- Interactive map of Khirbet Kishda
- Coordinates: 32°18′25″N 35°20′45″E﻿ / ﻿32.30694°N 35.34583°E
- Country: West Bank
- Governorate: Tubas Governorate
- Elevation: 335 m (1,099 ft)

= Kashda =

Palestinian village in Tubas Governorate

Khirbet Kishda (also spelled Khirbet Keshda) is a village in Palestine and an archaeological site and collection of ruins located in the Tubas Governorate of the West Bank. It is situated approximately 4 kilometers southwest of the city of Tubas, and is considered one of its dependencies.

== Geography ==
The site sits at an elevation of roughly 335 meters above sea level on a strategic vantage point overlooking the surrounding valleys.
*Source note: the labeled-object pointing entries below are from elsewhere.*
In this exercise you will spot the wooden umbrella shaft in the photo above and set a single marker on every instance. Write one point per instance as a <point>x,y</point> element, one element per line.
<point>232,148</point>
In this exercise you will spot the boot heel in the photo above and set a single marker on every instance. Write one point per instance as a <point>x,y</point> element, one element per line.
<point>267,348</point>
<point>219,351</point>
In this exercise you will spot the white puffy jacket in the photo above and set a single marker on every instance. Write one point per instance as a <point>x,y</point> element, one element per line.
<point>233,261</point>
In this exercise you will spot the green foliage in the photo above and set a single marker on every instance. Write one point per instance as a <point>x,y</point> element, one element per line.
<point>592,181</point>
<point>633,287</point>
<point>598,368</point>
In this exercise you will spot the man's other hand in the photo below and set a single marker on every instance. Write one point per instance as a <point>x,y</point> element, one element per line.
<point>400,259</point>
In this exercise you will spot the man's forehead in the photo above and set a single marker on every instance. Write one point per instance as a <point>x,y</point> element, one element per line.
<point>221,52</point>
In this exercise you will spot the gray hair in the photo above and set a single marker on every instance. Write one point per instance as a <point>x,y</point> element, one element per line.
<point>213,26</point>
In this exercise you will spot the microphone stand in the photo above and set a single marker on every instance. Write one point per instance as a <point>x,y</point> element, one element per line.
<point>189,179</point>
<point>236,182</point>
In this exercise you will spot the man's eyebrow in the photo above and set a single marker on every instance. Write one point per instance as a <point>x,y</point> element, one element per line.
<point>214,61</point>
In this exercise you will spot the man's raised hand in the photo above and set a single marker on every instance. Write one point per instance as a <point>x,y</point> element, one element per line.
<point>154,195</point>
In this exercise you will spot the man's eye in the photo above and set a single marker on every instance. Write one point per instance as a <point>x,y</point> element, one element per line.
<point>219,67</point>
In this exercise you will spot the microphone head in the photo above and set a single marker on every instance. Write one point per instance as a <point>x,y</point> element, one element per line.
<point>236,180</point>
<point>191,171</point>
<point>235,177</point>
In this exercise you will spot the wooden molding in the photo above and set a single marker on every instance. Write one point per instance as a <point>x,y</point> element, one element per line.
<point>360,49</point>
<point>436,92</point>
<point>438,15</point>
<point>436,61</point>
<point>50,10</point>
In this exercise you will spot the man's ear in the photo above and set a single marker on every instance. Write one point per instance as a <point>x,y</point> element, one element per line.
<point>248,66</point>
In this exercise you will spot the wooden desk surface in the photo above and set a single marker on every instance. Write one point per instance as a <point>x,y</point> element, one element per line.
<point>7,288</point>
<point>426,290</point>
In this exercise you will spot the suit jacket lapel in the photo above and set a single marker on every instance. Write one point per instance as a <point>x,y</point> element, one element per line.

Its proximity to Tubas and the ancient routes through the he hill country made it a point of interest for historical surveys.

== Archaeology ==
Archaeological surveys of Khirbet Kishda have identified several layers of human occupation. Ceramic fragments recovered from the surface date back to the Byzantine, Medieval (Islamic), and Ottoman periods.

The ruins include a prominent stone tower with a preserved dome ceiling, probably dating to the eighteenth or nineteenth century. Built of dressed stone, it preserves voussoirs above the entrance and a domed roof.

The Reḥov mosaic inscription from the Byzantine period lists Kephar Kasadiya (כפר כסדיה) among the Jewish settlements of the Sebaste district, whose inhabitants were exempt from agricultural laws governing produce because of the territory’s ambiguous status.

== Modern history ==
In 2021, the Palestinian Health Ministry opened a treatment facility for Covid-19 patients at the village. The center was equipped for both intensive and regular hospitalization.

In January 2025, the village was the target of an IDF raid.